A novel attract-and-kill trap was constructed of yellow corrugated plastic and tested under different greenhouse temperature regimes for attractiveness to olive fruit fly adults in cage tests. Adults tended to stay under the trap when temperatures were high because cooler conditions beneath the trap were more favorable. Addition of male attractants or bait sprays did greatly increase numbers of flies attracted to the traps, but high mortality of adults occurred when bait sprays were applied. The trap has potential as an attract-and-kill device for olive fruit fly. Compared with mating disruption, mass trapping for control of NOW has theoretical advantages and is compatible with organic production. Male abundance was therefore examined on 7 almond orchards of between 8 and 16 ha and between 0.4 and 16 km apart. NOW was abundant at all sites, but with some variation between sites. Distinct cohorts were apparent from data averaged from all sites, but less so in data from individual traps. These data provide a valuable baseline for a future experiment examining mass trapping for control of NOW. These activities address objective two.

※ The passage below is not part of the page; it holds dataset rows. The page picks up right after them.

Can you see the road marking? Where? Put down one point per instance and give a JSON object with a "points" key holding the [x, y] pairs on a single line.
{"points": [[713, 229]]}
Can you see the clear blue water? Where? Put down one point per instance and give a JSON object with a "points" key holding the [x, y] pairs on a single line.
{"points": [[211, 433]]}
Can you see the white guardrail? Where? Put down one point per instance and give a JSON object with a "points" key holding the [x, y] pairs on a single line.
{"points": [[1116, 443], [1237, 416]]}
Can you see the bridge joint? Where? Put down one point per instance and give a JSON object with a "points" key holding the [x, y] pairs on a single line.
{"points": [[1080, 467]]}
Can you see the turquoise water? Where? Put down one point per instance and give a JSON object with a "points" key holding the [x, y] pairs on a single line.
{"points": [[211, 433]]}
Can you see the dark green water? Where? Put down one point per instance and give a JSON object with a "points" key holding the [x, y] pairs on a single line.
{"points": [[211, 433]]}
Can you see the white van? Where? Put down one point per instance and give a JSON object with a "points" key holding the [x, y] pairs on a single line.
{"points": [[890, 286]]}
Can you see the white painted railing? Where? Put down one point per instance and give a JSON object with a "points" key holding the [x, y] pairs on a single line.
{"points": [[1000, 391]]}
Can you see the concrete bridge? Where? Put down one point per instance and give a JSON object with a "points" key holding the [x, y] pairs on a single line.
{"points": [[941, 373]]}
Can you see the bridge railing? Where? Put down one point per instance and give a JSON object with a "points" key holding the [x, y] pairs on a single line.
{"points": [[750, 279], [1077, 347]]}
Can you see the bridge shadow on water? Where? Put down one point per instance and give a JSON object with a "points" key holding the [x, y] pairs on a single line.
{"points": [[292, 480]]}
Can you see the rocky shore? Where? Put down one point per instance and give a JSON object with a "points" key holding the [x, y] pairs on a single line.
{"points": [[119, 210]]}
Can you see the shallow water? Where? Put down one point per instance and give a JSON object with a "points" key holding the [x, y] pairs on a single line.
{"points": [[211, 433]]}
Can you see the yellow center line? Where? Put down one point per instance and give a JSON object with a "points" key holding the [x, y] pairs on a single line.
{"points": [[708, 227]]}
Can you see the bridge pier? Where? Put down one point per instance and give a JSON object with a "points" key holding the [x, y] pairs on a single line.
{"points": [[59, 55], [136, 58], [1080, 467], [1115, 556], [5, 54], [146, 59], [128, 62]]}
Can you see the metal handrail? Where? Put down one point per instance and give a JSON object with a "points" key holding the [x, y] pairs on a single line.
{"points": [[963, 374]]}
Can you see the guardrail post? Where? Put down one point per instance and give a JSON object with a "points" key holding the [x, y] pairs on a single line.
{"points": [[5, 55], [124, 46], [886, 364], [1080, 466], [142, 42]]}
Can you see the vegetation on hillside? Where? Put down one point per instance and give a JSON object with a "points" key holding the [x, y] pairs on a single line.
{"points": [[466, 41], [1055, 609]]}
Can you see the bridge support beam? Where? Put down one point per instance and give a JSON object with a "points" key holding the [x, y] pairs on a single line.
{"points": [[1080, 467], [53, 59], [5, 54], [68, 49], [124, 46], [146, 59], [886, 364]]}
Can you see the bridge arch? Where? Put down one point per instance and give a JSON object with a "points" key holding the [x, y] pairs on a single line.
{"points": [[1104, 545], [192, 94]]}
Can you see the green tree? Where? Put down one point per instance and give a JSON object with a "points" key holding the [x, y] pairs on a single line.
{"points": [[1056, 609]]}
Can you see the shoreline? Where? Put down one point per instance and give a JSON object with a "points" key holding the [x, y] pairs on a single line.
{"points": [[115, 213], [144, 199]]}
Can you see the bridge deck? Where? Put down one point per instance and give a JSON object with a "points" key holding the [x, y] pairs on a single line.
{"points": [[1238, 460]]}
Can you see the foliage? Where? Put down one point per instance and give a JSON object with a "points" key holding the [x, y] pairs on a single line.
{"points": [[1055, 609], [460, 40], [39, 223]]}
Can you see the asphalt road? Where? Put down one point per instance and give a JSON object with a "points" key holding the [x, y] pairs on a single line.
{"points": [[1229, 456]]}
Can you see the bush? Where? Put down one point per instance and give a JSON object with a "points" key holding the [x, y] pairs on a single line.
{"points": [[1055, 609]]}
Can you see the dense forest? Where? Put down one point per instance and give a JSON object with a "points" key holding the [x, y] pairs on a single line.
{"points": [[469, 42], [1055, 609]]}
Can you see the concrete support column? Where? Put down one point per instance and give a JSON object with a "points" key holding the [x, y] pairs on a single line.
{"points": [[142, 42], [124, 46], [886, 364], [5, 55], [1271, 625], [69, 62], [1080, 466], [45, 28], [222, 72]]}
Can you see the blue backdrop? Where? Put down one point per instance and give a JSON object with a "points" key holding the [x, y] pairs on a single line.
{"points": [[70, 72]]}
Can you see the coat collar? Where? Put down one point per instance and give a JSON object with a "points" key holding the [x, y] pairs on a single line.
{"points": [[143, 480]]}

Studies to determine the effectiveness of high carbon dioxide/high temperature treatments control of diapausing codling moth larvae were begun. Treatment exposures of 8 hours to 98% carbon dioxide at 47 degrees C were effective in preventing test larvae from emerging as adults. Initial tests on the effect of the treatment on walnut quality were inconclusive. These activities address objective three.
Occurrence of the parasite Habrobracon hebetor in orchards and vineyards of central California. Habrobracon hebetor is a parasite commonly found attacking stored-product moth larvae. The presence of related moths such as navel orangeworm and raisin moth in orchards and vineyards suggests that H. hebetor might be found in these environments. ARS researchers at Parlier, California, sampled for the presence of H. hebetor in grape vineyards, almond orchards and pistachio orchards using traps baited with laboratory-raised moth larvae. Along with the parasites Venturia canescens and Mesostenus gracilis, Habrobracon hebetor was consistently recovered from all locations. This information will be used to evaluate the potential for the use of Habrobracon hebetor to reduce damage by navel orangeworm, a serious pest of California’s multi-billion dollar nut industry, thereby reducing the need for environmentally damaging pesticides.